The total estimated cost of the water line replacement project is $41 million. The Town is expected to borrow a total of $34.1 million over the next four years for the project through the Florida Department of Environmental Protection State Revolving Fund Loan program. Water rates are anticipated to climb by approximately 25% between 2016 and 2020 to cover the cost of the waterlines project.
“The facilities plan was completed in June of 2015 so what we’re asking for now is a resolution – this is the final step for the Town to seek financing from the revolving fund,” said Town Manager Don Stilwell.
Jim Steele, a member of the Audit Committee who has volunteered to work with the Town on financing for both the waterline project and the stormwater utility, explained that he was asked by Council to create a cash flow projection for the waterline project.
“The Town will be hiring a rate consultant, who will do a much more detailed analysis,” he said. “This cash flow starts at the end of the last fiscal year, with a balance of -$228,000. It’s anticipated that a 6.82% rate increase will be necessary to fund the borrowing needed going into 2017. That increase will show up on residents’ water bills in October of this year.”
Steele estimated that $7 million needs to be borrowed for the fiscal year ending on September 30, 2017; $7.2M for 2018; $9.2M for 2019 and $10.7M for 2020 – which would fund the project, expected to be completed in 2020. The four loans would each be for 20 years with an interest rate of 2%. The total estimated cost for the project – which has cost residents nothing additional so far – is $41 million.
“To pay off the debt service for all the borrowings, we’ll likely need a rate increase of $300,000 per year, which is about 6% per year, or $2.75 on an average $45 monthly water bill,” he said. “By the time its all said and done, the rate will be increased a total of about $11/month – that’s not really all that significant.”
Mayor Dennis Boback said that – combined with the rate increases associated with the stormwater utility – most people will find it significant.
“Since the Town does buy its water from the county, additional future rate increases may be required to cover that plus additional operating expenses,” Steele continued. “We have decided on a company to do the rate study, and they will also be doing a comparable between residential/condominium and commercial rates.”
Boback wanted to know if the Town had applied for any grants or approached any local banks, and Town Administrative Services Director Maureen Rischitelli said a bank had been contacted but their loan could be called at any time.
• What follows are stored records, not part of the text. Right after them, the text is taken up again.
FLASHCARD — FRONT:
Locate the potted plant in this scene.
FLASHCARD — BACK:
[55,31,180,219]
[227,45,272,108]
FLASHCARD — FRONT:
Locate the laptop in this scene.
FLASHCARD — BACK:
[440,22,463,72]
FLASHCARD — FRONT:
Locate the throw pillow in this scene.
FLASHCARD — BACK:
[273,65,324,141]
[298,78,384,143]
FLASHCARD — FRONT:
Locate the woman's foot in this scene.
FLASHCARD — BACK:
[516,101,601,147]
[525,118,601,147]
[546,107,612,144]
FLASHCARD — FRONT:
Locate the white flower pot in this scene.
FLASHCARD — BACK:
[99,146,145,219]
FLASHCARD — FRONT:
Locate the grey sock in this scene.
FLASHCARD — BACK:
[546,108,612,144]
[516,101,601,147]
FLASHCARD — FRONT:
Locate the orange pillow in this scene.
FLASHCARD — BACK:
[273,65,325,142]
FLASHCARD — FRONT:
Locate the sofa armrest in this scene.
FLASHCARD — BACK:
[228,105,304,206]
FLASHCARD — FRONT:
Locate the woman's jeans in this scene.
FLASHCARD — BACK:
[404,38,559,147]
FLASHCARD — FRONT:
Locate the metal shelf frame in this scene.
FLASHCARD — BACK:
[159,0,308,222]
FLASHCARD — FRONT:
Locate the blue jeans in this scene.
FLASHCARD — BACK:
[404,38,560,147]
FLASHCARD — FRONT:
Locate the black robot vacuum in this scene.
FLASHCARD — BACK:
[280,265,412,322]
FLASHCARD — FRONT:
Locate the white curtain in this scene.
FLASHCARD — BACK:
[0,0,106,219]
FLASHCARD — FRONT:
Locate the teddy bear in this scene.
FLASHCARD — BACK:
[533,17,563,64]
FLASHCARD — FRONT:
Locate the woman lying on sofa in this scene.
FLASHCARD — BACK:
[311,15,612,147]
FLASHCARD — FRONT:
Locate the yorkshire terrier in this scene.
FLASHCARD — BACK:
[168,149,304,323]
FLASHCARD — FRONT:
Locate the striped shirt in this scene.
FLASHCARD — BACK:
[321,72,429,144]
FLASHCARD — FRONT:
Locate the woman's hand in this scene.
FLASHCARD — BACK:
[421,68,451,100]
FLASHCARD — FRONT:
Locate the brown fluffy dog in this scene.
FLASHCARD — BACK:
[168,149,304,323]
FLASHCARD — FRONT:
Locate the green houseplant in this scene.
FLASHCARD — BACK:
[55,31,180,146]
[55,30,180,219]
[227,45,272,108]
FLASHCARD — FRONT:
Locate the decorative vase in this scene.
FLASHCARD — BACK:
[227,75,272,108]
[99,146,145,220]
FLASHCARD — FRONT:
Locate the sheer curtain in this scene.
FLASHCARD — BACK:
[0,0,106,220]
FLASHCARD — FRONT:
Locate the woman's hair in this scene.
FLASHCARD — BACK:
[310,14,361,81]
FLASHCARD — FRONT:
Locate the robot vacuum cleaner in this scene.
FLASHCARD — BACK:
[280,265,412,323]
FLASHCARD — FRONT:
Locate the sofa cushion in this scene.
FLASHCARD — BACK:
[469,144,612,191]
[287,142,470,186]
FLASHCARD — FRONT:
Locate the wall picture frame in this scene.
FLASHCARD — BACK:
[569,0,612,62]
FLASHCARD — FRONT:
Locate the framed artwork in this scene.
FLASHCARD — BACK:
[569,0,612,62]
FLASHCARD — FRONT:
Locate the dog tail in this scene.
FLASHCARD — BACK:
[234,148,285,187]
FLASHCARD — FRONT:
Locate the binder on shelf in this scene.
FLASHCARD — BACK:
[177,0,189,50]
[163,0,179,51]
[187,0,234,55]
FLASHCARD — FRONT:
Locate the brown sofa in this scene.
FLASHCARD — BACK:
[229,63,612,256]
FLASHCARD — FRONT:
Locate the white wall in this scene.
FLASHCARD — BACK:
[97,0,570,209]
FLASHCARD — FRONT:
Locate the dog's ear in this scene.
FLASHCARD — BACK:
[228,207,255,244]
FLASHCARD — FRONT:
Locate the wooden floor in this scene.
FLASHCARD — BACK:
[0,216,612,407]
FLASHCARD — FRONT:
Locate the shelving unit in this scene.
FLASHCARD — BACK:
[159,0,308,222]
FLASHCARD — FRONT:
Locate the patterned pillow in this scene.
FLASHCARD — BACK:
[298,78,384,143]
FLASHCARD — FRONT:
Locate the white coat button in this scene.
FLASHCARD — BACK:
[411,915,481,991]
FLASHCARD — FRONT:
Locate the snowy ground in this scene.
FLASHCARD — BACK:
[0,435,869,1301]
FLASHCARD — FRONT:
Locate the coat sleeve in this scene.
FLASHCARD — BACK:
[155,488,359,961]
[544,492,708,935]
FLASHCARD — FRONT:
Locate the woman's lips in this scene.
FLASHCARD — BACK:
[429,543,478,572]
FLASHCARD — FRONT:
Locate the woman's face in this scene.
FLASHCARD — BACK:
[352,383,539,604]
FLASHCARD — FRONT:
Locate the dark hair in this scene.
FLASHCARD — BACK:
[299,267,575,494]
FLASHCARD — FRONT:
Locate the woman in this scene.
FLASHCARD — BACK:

She added that the revolving fund was selected because that program has the lowest interest rate available.
“Most of the grants out there would have been for preliminary things,” she said.
Vice-Mayor Summer Stockton said she’d like Council to pass a resolution saying water rates would go back down once the loan is paid off, and Attorney Dawn Lehnert said the current council cannot bind future councils.
“Can we stop stormwater while we’re doing this?” asked Councilwoman Tracey Gore, and Councilwoman Rexann Hosafros said absolutely not as she is hearing from her neighbors that both projects need to be addressed immediately.
Rischitelli pointed out that the proposed rate increase is a ‘worst case scenario’ and that number will likely go down.
At their meeting later that afternoon, Council authorized Stilwell to submit an application for the waterline project to the State Revolving Fund Program.